長期投資と時間分散

*以下に書いてあるのは

投資における大前提として「時間的な分散」というものがあるけど、色々なところを眺めていると、(どうみても時間的な分散を実現するために)1日1回、下手したら数時間に1回とかっていう高い頻度で、何度も少額投資を行っている人がいるのを見かける。前から思っていたけど、これって意味あるのだろうか。いつかS&Pでシミュレーションしてみよう。

投資における「分散」というものをより正確に示すなら「銘柄での分散」と「(単なる購入タイミング以上の)時間方面での分散」を意味しているのではないか。いずれも、誰しもが「投資先は——どの銘柄も平均的には、なおかつ長い時間でみれば——上昇するであろう」という信念のもとに実現する。僕はもはや、ある企業への投資とはその企業内の努力に基づく成長にフリーライドするためのデポジットみたいなものだと思っていて(僕自身はその成長に対して努力していないのであくまでもフリーライドだと思う)、そのような「成果」を短期的なスパンで期待すること自体がそもそものお門違いであることは疑いようもない。高橋ダンも「投資の9割は待つこと」と言っているように、何かやりたいという気持ちをどう抑えるかが割と重要なのではないかと思う。というより、時間が余ってるならそこは普通にお金を稼いで追加投資なりすればいいのではないかとも思う。お金に働いてもらうためにはお金がいるのである。

繰り返すと、結局は長期的であることに意味があり、長期的な上昇トレンド(経済成長 × 企業成長)に乗ることを基本としつつ、経済全体に対して確率的に発生する下落を適度に掴むことが平均取得価額と評価額の乖離につながるのではないか。

裏を返すと、(仮想通貨やFXは別として)非常に短期的なスパンの中で高頻度の取引を行う場合、その値動きの分散は単なるランダムウォークの域を出ないおそれがあって、言い換えると高値も安値も掴みながら結局は平均への回帰に落ち着く、みたいな無駄にリスクばかり取ってしまうことになりかねない気がする。ランダムウォーク以上の”有意な上昇”を求めていながら実際にはリスクヘッジで短期的なランダムウォークを平滑化するのはもったいなく思える。

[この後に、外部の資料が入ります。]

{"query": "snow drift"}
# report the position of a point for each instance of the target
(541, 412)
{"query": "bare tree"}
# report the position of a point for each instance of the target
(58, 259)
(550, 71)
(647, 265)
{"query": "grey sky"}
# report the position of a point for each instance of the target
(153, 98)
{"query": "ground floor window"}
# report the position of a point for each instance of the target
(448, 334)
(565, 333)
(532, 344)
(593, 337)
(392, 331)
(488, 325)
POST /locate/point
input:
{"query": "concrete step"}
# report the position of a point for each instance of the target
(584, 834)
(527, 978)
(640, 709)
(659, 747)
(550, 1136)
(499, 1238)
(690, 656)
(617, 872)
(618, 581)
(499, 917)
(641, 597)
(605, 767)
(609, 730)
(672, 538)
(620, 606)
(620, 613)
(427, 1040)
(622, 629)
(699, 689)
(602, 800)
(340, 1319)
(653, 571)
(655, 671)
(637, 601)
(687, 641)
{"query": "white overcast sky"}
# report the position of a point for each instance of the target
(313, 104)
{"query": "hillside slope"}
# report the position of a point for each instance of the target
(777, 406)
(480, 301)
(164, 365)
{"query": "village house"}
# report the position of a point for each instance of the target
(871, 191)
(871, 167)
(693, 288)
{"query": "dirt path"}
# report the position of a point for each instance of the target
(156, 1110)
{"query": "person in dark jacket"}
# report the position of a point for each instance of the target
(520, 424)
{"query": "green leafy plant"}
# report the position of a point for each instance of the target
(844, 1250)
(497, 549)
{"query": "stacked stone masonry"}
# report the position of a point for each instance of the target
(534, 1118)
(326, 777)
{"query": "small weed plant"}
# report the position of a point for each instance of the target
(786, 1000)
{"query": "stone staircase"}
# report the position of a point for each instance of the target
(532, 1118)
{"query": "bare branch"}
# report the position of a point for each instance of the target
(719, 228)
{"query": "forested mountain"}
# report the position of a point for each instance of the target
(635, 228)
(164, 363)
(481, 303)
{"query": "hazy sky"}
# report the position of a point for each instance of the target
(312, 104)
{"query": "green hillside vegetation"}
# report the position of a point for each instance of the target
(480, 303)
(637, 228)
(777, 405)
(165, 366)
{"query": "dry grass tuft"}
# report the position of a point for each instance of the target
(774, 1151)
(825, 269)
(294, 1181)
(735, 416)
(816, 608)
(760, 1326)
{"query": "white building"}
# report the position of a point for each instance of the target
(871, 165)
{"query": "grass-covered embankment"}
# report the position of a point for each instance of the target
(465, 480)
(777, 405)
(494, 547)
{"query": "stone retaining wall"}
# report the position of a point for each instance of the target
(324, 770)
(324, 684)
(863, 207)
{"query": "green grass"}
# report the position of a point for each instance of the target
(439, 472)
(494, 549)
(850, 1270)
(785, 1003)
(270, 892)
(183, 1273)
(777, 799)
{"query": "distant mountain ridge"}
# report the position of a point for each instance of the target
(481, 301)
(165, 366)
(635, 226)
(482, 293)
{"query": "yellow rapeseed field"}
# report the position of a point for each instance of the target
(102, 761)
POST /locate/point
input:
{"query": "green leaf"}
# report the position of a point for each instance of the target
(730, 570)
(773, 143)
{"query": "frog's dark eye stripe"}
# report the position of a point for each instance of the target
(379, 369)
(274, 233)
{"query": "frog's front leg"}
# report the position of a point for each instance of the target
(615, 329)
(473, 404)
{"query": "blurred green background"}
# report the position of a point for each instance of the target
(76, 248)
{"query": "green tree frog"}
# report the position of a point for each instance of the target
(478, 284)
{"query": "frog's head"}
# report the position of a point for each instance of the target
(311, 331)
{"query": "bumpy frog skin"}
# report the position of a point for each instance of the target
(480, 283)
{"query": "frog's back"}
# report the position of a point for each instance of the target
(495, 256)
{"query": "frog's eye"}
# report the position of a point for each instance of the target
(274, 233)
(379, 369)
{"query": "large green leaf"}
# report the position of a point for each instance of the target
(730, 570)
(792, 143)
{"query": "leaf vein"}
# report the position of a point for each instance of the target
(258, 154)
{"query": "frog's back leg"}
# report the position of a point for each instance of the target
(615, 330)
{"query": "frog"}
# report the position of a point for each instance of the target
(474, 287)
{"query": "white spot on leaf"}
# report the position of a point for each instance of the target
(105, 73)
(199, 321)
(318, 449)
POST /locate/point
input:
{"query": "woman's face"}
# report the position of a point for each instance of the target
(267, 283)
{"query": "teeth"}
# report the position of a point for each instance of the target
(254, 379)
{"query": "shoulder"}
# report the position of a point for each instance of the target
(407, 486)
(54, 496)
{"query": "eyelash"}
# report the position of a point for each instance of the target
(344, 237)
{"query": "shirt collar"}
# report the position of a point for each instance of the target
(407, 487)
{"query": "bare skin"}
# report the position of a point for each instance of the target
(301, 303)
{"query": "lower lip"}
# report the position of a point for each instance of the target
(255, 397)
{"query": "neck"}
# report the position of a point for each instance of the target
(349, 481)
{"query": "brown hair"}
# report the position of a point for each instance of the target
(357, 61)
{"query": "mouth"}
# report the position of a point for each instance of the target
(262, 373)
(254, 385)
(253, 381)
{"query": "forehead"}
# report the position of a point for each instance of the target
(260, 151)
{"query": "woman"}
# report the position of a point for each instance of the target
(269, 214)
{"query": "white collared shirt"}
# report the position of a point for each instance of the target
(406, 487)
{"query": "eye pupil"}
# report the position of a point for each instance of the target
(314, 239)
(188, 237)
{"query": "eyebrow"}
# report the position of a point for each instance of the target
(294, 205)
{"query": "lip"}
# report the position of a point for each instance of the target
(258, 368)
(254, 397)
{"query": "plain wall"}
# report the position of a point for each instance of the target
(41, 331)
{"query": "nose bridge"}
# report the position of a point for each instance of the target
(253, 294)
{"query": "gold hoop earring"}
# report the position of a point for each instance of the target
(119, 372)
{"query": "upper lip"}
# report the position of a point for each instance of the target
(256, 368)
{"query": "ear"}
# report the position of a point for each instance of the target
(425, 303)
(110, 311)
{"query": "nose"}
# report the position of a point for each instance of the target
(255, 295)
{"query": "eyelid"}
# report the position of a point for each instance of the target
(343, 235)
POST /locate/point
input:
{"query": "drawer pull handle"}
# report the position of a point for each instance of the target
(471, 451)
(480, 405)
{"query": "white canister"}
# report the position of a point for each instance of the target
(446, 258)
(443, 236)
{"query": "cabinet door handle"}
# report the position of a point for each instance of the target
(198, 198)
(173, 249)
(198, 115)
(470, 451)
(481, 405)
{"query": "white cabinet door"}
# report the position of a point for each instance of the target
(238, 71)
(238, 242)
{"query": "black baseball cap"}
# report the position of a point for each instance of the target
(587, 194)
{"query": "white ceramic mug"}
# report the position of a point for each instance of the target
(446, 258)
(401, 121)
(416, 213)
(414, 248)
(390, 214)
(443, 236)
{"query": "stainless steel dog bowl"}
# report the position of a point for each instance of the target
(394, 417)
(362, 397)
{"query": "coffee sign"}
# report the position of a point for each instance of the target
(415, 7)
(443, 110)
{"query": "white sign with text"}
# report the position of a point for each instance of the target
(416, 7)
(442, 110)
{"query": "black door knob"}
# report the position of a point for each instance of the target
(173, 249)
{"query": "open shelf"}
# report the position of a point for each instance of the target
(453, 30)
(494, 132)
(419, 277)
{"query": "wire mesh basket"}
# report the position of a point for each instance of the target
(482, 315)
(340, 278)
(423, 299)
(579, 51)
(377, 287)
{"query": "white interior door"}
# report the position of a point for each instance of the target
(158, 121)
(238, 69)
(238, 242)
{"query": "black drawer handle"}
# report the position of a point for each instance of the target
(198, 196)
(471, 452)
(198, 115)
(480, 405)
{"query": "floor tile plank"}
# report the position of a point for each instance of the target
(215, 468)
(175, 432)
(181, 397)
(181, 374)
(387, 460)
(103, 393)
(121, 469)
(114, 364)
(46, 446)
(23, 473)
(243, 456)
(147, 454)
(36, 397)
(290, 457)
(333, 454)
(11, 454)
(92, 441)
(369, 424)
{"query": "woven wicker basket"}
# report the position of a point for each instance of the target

あと海外銘柄を扱う投信なんかはそれ自体の値動きに加えて為替レートの変動が乗っかるという意味では非線形アクティベーションのかかった変量なので、解釈が難しくなるのは自然なことだし、そういう意味では個人的には為替ヘッジを一方的に悪とする最近の風潮はあまりよろしくないようにも思う。それは「長期的には上がるはずなのであり、そのためにはとかく管理コストを抑えるべきだ」といった(いかにも最近のインフルエンサーがよく言うような)信念に基づいた、ある意味では思考停止的な行動に近い。(もちろん為替ヘッジを切った方が通貨での分散が乗るので、無条件にヘッジしろとかっていうことではない)

最後にリスクを取るという意味で、知り合いの金言を書き残しておきたい。「S&P500に毎月積み立てるようなものは投資とは言わない」うん、最高ですね。それぐらいハードな生き方をしている人と話すのは楽しい。ただし、投資に慣れていない人がいきなりこういうことをやろうとすると(色んな意味で)ぶっ飛ぶので気をつけてください。